Marcia looked back and forth between them. “Andrew. Benedict,” she quietly greeted, finding her voice before he or the earl. “May I speak with my husband?”
A guilty flush splotched the earl’s cheeks as he dropped a belated bow. “Of c-course,” he stammered, avoiding her gaze. “Forgive me.” With that, Wakefield rushed past her, and closed the door so gently as to not even leave a click in the heavy quiet that hung in the air between Andrew and Marcia.
“Benedict told me you had a visitor at the park,” Andrew said quietly. “I am sorry”—he grimaced—“about that.” Sorry that his past converged with her future in this way. “I was young.”
“You needn’t explain your past to me, Andrew,” Marcia said simply. “Did you see her at Cyprian’s Den?”
His face went hot. “Yes,” he said, scraping a hand through his hair.

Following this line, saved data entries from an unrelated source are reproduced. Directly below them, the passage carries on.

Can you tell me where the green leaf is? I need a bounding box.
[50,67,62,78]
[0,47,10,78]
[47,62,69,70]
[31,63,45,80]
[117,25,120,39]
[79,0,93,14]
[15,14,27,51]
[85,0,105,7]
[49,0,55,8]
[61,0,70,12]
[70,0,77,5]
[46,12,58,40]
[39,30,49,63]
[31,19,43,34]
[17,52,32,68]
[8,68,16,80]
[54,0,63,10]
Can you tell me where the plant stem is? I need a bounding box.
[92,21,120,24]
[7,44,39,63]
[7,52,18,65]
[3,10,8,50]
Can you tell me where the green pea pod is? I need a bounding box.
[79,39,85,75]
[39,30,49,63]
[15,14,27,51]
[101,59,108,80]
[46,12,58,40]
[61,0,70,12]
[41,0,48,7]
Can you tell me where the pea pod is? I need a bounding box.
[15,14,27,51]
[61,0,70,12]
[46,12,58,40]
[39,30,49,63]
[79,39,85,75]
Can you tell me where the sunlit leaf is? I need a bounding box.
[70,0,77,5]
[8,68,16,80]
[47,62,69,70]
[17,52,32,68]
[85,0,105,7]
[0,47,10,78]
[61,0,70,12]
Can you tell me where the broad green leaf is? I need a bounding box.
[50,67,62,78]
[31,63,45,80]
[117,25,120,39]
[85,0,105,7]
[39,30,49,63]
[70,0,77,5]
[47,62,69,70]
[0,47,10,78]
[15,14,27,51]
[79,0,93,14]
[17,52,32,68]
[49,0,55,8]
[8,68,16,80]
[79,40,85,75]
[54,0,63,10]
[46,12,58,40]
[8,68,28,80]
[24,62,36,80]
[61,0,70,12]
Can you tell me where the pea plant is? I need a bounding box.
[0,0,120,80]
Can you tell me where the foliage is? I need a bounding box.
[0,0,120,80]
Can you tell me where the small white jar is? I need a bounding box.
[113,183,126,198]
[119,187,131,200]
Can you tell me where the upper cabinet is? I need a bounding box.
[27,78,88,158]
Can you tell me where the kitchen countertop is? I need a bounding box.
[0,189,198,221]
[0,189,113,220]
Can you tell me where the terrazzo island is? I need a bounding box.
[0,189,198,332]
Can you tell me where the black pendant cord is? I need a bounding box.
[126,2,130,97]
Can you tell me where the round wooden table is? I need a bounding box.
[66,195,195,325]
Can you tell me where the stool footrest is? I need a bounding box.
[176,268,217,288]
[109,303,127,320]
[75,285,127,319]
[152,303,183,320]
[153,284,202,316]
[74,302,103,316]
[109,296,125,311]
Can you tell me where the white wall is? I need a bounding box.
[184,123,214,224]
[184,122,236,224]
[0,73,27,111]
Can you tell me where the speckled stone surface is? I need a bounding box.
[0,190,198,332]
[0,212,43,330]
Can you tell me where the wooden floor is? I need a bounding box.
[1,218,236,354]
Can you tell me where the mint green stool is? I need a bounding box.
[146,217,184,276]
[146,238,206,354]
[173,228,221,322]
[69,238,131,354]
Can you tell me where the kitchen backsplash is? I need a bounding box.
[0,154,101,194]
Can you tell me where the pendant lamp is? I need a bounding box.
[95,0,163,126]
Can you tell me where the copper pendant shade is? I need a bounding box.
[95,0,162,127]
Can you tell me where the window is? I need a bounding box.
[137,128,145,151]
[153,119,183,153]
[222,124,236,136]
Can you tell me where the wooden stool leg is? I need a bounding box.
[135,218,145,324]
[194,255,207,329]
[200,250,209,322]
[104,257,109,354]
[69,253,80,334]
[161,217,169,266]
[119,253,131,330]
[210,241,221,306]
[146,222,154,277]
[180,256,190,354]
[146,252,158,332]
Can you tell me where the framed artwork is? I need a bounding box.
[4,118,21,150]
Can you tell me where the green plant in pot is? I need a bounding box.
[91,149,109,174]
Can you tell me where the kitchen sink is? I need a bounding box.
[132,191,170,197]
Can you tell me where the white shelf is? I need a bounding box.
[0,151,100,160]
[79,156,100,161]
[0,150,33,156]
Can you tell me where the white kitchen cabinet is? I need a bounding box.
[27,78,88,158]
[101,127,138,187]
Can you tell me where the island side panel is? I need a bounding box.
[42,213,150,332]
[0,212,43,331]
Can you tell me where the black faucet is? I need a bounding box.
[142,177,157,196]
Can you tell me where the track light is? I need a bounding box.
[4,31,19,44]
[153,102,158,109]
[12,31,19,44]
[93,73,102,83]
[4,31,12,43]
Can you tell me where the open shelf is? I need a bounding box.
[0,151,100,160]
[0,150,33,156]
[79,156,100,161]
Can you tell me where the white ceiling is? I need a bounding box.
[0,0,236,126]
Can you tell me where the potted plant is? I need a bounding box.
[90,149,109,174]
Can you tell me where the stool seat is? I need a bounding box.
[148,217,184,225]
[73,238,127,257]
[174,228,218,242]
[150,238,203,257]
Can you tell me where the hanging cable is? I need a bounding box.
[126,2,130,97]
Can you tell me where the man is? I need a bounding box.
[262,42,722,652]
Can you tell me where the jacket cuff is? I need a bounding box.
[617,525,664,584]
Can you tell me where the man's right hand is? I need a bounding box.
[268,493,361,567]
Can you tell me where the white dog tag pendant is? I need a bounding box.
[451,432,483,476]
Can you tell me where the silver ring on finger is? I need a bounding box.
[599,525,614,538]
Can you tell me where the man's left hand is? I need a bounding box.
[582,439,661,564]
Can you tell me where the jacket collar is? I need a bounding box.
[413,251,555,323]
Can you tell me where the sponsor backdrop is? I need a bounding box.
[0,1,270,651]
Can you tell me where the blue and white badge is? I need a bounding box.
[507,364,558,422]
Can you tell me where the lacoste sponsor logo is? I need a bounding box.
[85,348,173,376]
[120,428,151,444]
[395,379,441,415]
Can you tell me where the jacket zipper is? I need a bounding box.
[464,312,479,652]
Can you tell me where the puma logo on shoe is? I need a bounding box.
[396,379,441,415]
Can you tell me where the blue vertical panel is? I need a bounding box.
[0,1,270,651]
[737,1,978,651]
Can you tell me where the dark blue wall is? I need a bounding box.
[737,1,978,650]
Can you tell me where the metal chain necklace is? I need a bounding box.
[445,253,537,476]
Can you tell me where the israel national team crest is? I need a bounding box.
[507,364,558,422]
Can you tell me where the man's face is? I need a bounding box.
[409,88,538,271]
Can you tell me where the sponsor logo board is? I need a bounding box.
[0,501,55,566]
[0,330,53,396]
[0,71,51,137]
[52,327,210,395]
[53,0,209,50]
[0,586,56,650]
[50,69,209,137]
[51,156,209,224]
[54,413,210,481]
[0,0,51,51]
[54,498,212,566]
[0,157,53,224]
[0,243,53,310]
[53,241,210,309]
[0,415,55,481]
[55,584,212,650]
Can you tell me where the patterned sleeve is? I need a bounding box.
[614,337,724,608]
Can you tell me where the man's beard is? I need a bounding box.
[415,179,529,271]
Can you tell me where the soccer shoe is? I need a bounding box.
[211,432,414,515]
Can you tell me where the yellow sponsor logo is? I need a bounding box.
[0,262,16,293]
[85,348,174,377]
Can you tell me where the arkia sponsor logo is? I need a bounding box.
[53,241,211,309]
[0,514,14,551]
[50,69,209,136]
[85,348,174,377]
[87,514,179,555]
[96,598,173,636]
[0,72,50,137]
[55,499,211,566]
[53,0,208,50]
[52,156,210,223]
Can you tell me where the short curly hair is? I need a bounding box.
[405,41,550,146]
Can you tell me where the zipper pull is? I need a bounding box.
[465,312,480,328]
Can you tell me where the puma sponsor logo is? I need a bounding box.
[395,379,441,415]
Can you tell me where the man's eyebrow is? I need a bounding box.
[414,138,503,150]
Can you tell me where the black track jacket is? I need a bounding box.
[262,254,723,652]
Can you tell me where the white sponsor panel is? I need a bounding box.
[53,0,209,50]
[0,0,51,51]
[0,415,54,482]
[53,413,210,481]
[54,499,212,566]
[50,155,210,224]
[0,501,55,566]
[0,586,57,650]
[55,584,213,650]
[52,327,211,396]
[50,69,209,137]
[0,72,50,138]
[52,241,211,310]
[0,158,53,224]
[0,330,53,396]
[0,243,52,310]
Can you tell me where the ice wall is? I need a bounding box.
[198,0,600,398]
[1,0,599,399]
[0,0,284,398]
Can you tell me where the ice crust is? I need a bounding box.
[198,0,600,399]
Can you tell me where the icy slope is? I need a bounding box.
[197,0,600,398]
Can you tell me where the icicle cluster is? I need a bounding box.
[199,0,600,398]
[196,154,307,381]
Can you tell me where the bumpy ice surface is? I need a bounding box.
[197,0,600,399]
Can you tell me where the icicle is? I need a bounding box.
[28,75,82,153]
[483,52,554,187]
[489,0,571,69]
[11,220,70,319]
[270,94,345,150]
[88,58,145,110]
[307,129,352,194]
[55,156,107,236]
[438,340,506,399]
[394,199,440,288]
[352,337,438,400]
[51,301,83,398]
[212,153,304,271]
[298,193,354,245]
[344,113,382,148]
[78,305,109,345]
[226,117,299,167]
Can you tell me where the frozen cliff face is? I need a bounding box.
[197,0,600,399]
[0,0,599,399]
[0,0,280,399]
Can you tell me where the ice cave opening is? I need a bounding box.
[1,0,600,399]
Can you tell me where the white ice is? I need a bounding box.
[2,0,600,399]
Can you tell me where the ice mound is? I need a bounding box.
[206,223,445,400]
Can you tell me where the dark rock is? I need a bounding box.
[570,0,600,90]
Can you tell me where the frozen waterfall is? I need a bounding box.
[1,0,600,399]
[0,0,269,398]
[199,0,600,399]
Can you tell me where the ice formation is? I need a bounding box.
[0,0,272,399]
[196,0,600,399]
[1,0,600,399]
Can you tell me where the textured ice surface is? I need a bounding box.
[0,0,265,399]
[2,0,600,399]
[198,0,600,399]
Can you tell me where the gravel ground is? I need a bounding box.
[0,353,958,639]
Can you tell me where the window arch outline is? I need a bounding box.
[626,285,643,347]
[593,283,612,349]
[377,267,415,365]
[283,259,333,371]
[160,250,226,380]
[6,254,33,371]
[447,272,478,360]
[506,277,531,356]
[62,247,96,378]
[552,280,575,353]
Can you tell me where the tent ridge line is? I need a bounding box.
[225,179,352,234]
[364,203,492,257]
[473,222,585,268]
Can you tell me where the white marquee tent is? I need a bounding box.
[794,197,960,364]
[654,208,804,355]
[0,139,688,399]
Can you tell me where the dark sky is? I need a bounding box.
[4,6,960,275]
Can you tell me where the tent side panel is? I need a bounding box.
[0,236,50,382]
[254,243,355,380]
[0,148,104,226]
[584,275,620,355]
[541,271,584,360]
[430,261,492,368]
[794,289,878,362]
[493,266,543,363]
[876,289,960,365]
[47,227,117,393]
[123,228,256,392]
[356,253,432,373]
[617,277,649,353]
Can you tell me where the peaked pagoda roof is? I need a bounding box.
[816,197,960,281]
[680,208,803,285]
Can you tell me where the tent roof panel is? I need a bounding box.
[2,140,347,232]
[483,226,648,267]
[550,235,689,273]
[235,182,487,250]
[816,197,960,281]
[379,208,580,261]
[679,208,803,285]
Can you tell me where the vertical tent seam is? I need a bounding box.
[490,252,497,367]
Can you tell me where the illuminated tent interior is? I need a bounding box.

He should have told her. “But I do not want her.” Not as he wanted his wife. Nor, did he want anything to do with Marianne Carew.
Marcia came over, joining him. “You aren’t responsible for her actions, Andrew.” She spoke with a gentleness that sent relief pouring through him. “She gave me this.”
Frowning, Andrew made himself take the page from her, unfolding it. He skimmed his gaze over the gossip page taken from the day Marcia had been left at the altar.
“They’re bribing us,” she said quietly.
His stomach muscles constricted. He should have trusted his exchange with her at Cyprian’s Den wouldn’t be the end of the lady.